I wrote this originally for Any Other Business
Since 2008 we have all been witness to governments across the world waxing lyrical about the measures they have put in place to protect us from another financial crisis. But, as events in recent weeks leave us asking whether we ever even emerged from the crisis at all, it appears that nothing fundamental has changed.
The announcement late last Friday that the USA had lost their triple AAA rating for the first time capped a bad week for the financial markets. The Daily Express called it ‘Black Friday’ and claimed that billions of pounds had been wiped off saver’s pensions. According to NAPF it is estimated that UK schemes could have lost as much as 7% of their asset value in the past week’s market unrest. Pension funds, which lost an average of 17% of their value after the economic crash in 2008, are once again vulnerable to financial turmoil and many people may well be asking themselves if any real lessons have been learnt since the last crisis.
Investors, whose nerves have certainly been tested this week, had moved their money away from equities and into longer term and seemingly safer government bonds (or gilts). Billy Burrows, the director of Better Retirement Group, explained that pension savers are set to suffer as yields on long dated gilts are ‘dropping like a stone.’ Bond prices are rising as more investors move away from shares and this price rise is likely to be felt by pension savers. Now, with investors losing trust in the bond market, they are turning to gold as a safe haven. The question, when investors have moved as far towards ‘safety’ as possible, is where do they have left to go?
We are all going to be increasingly relying on investments for security in the future. According to the ONS a twenty year old is three times more likely to live to be 100 than our grandparents while a baby born today is 8 times more likely to live to be 100 than one born 80 years ago. Add to this the fact that pension auto-enrolment begins next year and the need for change becomes even more apparent.
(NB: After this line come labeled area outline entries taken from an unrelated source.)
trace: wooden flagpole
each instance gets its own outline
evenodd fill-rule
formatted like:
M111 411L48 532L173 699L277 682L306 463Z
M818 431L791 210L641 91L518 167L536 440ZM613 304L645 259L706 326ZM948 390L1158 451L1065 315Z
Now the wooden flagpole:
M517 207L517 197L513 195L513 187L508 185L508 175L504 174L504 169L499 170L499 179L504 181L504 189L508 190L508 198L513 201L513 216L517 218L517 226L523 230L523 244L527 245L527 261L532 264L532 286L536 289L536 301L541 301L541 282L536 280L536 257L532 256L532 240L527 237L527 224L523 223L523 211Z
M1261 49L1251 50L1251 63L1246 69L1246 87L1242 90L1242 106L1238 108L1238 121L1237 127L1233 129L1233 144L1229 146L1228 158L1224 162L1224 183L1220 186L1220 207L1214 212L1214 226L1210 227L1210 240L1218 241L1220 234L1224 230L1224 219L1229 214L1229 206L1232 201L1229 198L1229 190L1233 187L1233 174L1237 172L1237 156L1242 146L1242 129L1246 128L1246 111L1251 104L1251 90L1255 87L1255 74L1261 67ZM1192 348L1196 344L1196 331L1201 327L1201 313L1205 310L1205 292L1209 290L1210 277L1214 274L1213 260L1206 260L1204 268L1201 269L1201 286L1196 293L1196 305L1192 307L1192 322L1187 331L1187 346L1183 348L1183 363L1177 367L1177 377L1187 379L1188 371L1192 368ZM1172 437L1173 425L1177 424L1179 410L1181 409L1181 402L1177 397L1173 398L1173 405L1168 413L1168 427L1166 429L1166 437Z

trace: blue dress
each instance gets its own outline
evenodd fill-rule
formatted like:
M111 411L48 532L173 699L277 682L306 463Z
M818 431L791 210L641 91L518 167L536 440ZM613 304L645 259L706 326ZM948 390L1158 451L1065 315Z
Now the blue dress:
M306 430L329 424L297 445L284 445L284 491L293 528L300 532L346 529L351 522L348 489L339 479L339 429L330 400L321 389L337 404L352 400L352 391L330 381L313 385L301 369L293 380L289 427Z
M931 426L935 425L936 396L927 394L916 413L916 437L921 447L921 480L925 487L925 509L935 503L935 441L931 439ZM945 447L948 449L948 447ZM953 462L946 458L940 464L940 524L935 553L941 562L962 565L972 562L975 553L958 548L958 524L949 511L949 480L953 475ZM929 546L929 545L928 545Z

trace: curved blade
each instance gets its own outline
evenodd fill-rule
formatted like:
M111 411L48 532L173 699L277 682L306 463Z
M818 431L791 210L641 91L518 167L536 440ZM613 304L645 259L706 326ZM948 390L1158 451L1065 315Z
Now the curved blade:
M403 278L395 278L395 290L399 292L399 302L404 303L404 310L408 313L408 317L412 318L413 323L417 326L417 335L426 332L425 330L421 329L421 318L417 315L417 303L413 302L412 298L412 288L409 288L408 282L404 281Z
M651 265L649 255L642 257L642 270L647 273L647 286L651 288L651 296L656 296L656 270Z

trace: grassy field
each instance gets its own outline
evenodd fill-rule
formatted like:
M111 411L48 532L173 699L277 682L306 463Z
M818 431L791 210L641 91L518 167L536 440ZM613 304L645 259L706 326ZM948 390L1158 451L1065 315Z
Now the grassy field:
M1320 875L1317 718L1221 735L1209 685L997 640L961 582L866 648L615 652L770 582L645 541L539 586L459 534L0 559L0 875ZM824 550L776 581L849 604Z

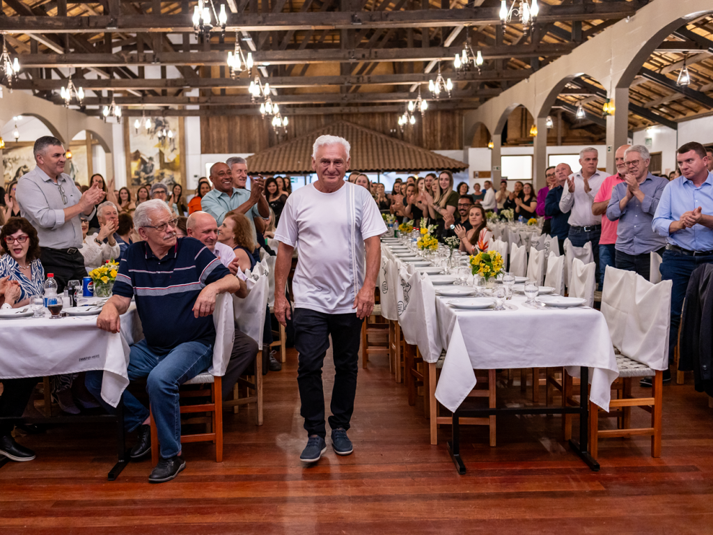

We all rely on long-term economic stability but we are yet to see any action from the government that goes beyond sticking together a system that is clearly falling apart. Surely we should no longer be relying on investors jumping from shares to bonds to gold in order to avert imminent disaster.
In light of this the announcement by Vince Cable’s of an independent review of investment in UK equity markets must be a good thing. FairPensions will be engaging with Professor Jon Kay, who is heading up the review, to ensure that fiduciary duties, which exist to protect savers, are no longer used as a justification for short-termist behaviour.
Society cannot endure teetering on the edge of economic disaster for much longer. We need radical, fundamental reform that goes to the heart of the problems we face or else it will be pension savers and the public at large who suffer.